Thirteen years later, they are both coming home.
Louis and Louise by Julie Cohen is a novel about gender and identity, and how a child’s gender can — in some instances — predetermine a life and the path a person will take.
Stylistically, this book will remind you of Sliding Doors with Gwyneth Paltrow. In 1978 Casablanca, Maine, Peggy and Irving Alder are getting ready for the birth of their first and only child. In the first chapter, that baby is born a girl and they call her Louise. In the second chapter, that baby is born a boy and they call him Louis. The book then alternates between Louis and Louise and in 2010, they return home to care for their dying mother.
They’re both hiding something. Their lives turned out very different — Louise is a teacher and a single mum who has grown estranged from her mother, and Louis is a successful author whose getting a divorced from his wife. Both of them have unfinished business in Casablanca, and being home is forcing them to confront what they’ve both been running from.
“Lou, driving the rental car, shakes his head. He tries not to think about Benny. Tries not to think about the Casablanca he grew up in, except in dreams where he can’t wake up in time, but the scent of sulphur is enough to set it off again.”
The book is a little confusing at times because the author shortens both characters’ names to ‘Lou’ so when a new chapter starts, it can take a few paragraphs to work out which Lou we’re reading about.
There are lessons to be learnt here, about the expectations of men and career. About family owned businesses and sons taking over the business, even if they don’t want to. It’s about ‘boys will be boys’ and fathers passing on horrible behaviour to their sons.
But the book is also about fate and destiny, and whether we’re destined to make the same mistakes regardless of what gender we are or what job we have, or where we’ve ended up as an adult.

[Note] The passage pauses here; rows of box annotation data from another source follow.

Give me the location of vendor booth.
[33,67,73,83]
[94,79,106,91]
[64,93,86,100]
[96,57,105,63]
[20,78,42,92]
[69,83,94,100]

Louis and Louise leaves a lot for the reader to ponder.
“Allie’s twin Benny had a grace to him — he was all tanned limbs and muscles — and he was crude, sometimes, but also funny and sharp and unexpectedly kind. He was good-looking, with dark hair and grey eyes like his sister’s. And Benny on the baseball field was something else. Lou went to the games just to watch him.”
This novel is sentimental and at times, and incredibly moving. It shows us how small decisions can have a consequential effect on our lives. The novel also explores forgiveness and mistakes, as Lou is forced to confront people who hurt her/him and never acknowledged their mistakes.
Louis and Louise is about what someone’s life would be like if they’d been born a different gender. It’s entertaining and evocative, perfect for fans of Julie Cohen’s writing. I’d recommend this to contemporary fiction readers, and anyone who is a fan of the dual POV narrative style.
Thank you to the publisher for sending me a copy in exchange for an honest review.